WAC-GAN (Wasserstein Auxiliary Classifier GAN) is a type of GAN that was introduced as an extension of AcGan by Gulrajani et al. in a 2017 paper. It incorporates a Wasserstein distance metric and gradient penalty to improve the stability of training and reduce the occurrence of mode collapse. The Wasserstein distance metric is used to measure the distance between the generated and real distributions, while the gradient penalty is used to ensure that the discriminator has a gradient with respect to the input data. By incorporating these techniques, WAC-GAN is able to produce more diverse and high-quality images compared to AcGan. One key advantage of WAC-GAN is its ability to generate images with high fidelity while maintaining control over specific attributes.

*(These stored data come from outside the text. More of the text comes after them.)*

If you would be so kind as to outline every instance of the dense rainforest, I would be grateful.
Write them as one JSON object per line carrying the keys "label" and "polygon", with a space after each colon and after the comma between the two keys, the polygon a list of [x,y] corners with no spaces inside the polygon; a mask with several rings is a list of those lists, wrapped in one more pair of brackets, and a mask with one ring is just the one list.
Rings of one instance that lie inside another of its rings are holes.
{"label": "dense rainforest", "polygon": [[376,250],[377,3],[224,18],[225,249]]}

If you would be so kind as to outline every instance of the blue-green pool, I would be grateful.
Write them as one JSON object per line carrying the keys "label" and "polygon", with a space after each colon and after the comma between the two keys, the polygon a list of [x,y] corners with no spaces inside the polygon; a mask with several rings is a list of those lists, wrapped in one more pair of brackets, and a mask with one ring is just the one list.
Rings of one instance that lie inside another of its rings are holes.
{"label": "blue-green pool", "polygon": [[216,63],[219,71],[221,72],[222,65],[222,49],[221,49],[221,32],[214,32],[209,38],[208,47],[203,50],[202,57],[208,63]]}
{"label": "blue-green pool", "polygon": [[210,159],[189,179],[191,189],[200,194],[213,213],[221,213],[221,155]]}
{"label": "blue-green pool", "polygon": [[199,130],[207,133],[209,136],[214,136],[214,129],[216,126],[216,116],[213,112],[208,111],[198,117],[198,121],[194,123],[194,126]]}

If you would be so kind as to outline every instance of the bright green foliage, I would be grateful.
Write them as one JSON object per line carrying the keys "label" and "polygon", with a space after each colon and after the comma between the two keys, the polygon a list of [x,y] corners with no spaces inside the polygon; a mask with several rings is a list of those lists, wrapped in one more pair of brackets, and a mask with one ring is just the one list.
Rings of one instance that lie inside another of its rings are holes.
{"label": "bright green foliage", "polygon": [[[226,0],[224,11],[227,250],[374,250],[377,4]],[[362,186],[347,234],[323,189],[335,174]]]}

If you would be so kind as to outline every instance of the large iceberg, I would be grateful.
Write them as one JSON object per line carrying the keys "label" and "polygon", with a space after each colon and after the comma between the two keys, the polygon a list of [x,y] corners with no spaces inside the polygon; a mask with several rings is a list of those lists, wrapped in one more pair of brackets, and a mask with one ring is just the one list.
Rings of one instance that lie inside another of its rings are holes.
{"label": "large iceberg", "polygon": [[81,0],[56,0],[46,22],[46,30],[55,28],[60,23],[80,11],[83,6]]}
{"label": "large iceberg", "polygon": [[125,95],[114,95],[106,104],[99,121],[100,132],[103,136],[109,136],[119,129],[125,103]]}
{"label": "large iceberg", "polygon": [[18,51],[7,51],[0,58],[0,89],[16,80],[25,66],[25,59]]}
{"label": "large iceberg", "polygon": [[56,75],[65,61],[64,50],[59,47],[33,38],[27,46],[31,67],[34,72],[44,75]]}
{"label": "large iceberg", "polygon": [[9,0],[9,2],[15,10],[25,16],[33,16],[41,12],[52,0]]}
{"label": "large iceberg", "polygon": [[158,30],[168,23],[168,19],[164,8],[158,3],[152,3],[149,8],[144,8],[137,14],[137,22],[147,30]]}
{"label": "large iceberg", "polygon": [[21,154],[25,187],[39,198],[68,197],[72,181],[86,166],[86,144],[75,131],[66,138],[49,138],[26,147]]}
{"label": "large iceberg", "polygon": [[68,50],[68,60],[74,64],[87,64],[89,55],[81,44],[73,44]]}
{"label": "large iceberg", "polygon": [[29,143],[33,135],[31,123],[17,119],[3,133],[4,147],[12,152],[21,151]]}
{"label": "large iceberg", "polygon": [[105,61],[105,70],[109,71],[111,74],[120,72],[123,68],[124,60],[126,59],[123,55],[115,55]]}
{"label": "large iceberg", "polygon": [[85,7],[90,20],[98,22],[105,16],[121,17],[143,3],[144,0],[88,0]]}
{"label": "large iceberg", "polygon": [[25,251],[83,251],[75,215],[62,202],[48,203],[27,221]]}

The use of the Wasserstein distance metric and gradient penalty also leads to more stable training and better convergence properties compared to other GAN architectures.
In January, the project was rewritten to improve its functionality. The code can be found in the commit 3844e3ec.
Running the Project (updated): There are two ways to run this project. One way is through python -m src [train , test ] -- their file parameters. The other way is to cd into src and run python [train,test] --help. This project also uses MLops with W&B for better monitoring and evaluation.